On average, the study found that 401(k) participants who also had an HSA account saved more than twice as much as those 401(k) participants who were not contributing to an HSA account.  At the end of 2010 the average 401(k) saver with an HSA plan had a balance of $170,500, compared to an average balance of only $71,500 for those without an HSA account.

Fidelity Vice President William Applegate said the findings should not be surprising.

“HSA participants understand the tax benefits offered over the long haul, so it’s not surprising they are some of the most active savers in tax-advantaged retirement accounts too," he said. 

The finding that HSA participants tend to be bigger 401(k) contributors holds true across the entire income spectrum, Fidelity researchers found. 

For example, for employees earning only $20,000 to 40,000 per year, the average 401(k) balance in 2010 for participants who also had an HSA account was $30,000, compared to just $19,000 for those who had no HSA account -- a difference of 59%. For those earning $100,000 to 150,000 a year, the average 401(k) balance for those with HSA accounts was $260,000 compared to just $159,000 for those with no HSA -- a difference of 64%.

More broadly, the study found that HSA participants on average contributed 8.9% of annual salary to their 401(k) accounts versus a rate of just 8.2% of salary for those with no HSA account.

Applegate told On Wall Street that HSAs don't appear to cut into the amount employees invest in their 401(k). "The average rate of contribution to a 401(k) for all employees, including those who work at places that don’t offer an HSA, is lower than for employees who are investing in both an HSA and a 401(k) plan,” he said.

Increasing numbers of employers are switching their employee health plans to so-called High Deductible Health Plans (HDHPs) with HSA programs for employees to save tax-advantaged funds to cover the deductible.  The plans are designed to encourage employees and their families to pay more attention to the costs of care, since if HSA funds are not spend in a given year, they roll over into the employees’ account for subsequent years. 

Some 83% of Fidelity HSA plan sponsors provide some level of employer contribution to their employee HSA accounts.

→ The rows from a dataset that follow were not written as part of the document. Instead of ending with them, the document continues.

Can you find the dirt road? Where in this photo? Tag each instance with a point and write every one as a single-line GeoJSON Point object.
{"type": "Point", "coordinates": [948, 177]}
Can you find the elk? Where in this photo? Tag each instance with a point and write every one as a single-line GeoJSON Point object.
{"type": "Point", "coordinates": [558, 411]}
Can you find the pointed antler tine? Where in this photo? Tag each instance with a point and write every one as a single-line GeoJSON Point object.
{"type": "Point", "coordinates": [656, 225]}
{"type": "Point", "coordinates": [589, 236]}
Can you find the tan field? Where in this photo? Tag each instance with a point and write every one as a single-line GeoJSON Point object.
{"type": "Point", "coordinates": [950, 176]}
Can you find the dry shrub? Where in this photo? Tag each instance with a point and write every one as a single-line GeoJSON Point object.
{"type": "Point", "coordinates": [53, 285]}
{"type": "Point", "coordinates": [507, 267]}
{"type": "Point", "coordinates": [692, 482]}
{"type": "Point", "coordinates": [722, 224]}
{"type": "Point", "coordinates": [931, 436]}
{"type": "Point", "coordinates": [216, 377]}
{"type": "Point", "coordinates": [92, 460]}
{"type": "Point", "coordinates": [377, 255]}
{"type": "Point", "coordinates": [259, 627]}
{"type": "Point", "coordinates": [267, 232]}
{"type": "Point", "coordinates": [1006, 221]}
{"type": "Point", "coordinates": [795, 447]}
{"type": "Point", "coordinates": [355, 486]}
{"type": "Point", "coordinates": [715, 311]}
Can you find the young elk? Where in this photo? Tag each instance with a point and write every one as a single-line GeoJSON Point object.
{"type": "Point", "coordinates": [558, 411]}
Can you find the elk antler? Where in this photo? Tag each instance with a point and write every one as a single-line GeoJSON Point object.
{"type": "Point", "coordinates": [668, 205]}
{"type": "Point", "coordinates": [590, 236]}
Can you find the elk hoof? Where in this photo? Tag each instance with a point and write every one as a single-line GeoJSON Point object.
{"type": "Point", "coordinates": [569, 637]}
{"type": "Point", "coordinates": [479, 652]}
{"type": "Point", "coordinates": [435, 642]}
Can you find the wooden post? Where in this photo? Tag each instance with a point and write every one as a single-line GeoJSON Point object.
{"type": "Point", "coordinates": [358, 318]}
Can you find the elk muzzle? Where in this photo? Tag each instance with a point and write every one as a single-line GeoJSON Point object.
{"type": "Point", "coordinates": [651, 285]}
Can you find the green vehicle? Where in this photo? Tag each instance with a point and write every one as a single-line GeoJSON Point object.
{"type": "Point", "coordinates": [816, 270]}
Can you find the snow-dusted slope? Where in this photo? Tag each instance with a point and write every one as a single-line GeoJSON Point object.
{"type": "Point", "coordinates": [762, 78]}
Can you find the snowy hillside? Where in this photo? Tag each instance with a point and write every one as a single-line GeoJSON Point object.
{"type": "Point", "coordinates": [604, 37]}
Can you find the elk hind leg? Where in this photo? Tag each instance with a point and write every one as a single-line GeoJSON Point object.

Fidelity’s Applegate said that the study’s findings suggest that “Providing an HSA with an employer contribution is a workplace benefit that can help employees stay on the right path to retirement, saving for their future qualified medical expenses just like they do for their future income needs in a 401(k).”

Savings that are built up in an HSA, if not spent for years, can be withdrawn, Applegate said, but before age 65 the nest egg would be subject to a 20% tax. After 65, withdrawals not for medical expenses are taxed the same as for withdrawals from an IRA.